Sécurité des salariés expatriés

Selon la chambre sociale, l’employeur, dès lors qu’il est alerté des risques encourus, est responsable de la sécurité de ses salariés expatriés dans les pays à risques et doit en conséquence prendre les mesures nécessaires de protection. Si le principe posé par la Haute Cour semble général, quelle réelle portée doit être donnée à cette décision ?

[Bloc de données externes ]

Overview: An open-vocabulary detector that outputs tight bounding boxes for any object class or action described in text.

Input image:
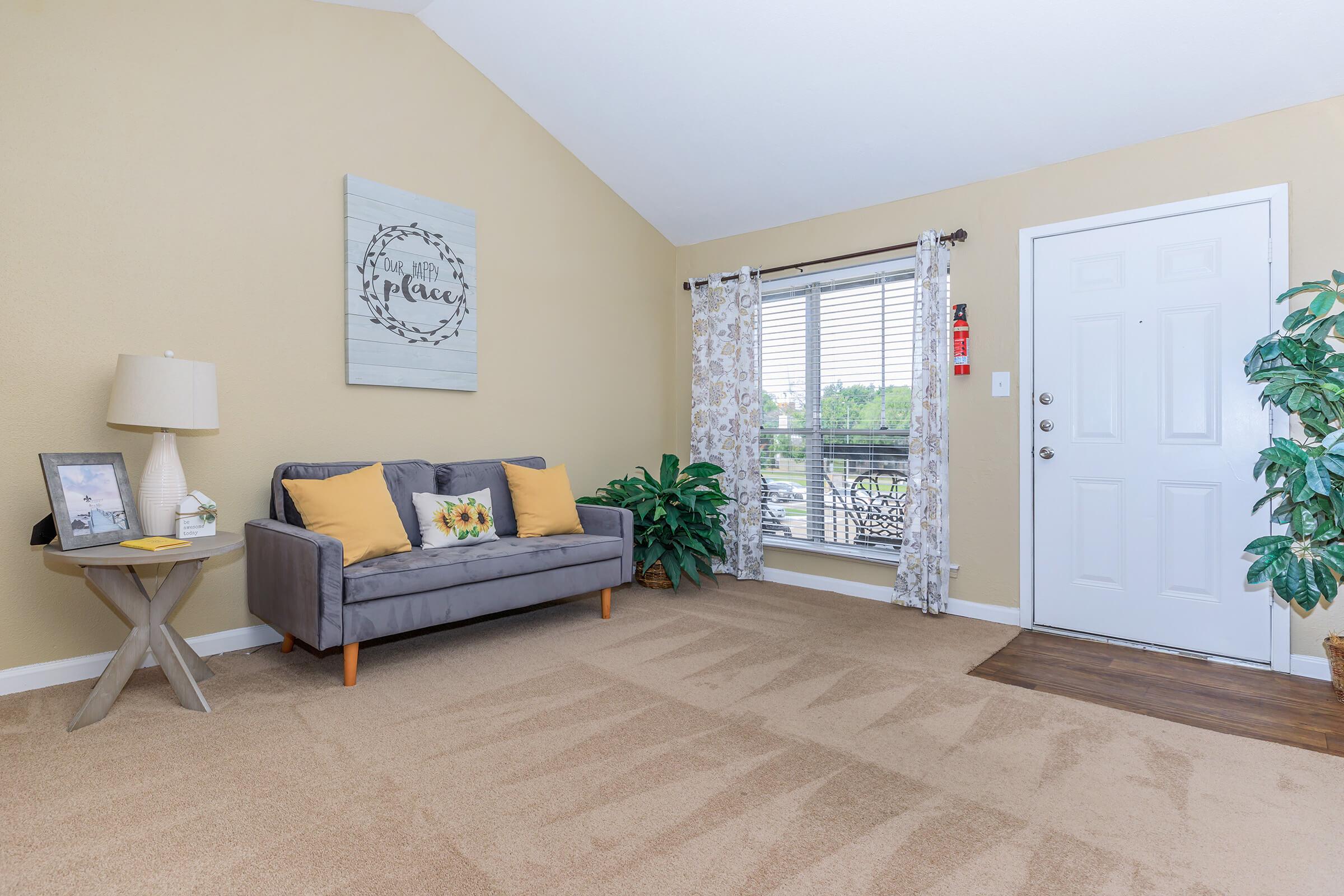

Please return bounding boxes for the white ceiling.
[320,0,1344,245]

Dans cette affaire, une salariée d’un laboratoire pharmaceutique est affectée en Côte d’Ivoire. Elle est victime à Abidjan d’une agression au volant de sa voiture, à un moment où elle attendait son mari. Expatriée, la salariée s’est affiliée, pour continuer à bénéficier de prestations identiques à celles servies par le régime général de sécurité sociale, à l’assurance volontaire gérée par la Caisse des Français à l’Etranger (CFE) et régie par le livre 7 du Code de la Sécurité sociale. La CFE prend alors en charge son agression comme un accident du travail. La salariée sollicite ensuite la reconnaissance de la faute inexcusable de son employeur afin d’obtenir un complément d’indemnisation. Sa demande est rejetée dans la mesure où son expatriation la prive de l’application des dispositions du livre 4 du Code de sécurité sociale relatives à la branche accidents du travail et maladies professionnelles (AT/ MP) du régime général, notamment à l’indemnisation complémentaire en cas de faute inexcusable de l’employeur. Déclarée inapte par le médecin du travail puis licenciée, elle saisit le Conseil de prud’hommes d’une demande de réparation de son préjudice au titre du non-respect par l’employeur de ses obligations contractuelles.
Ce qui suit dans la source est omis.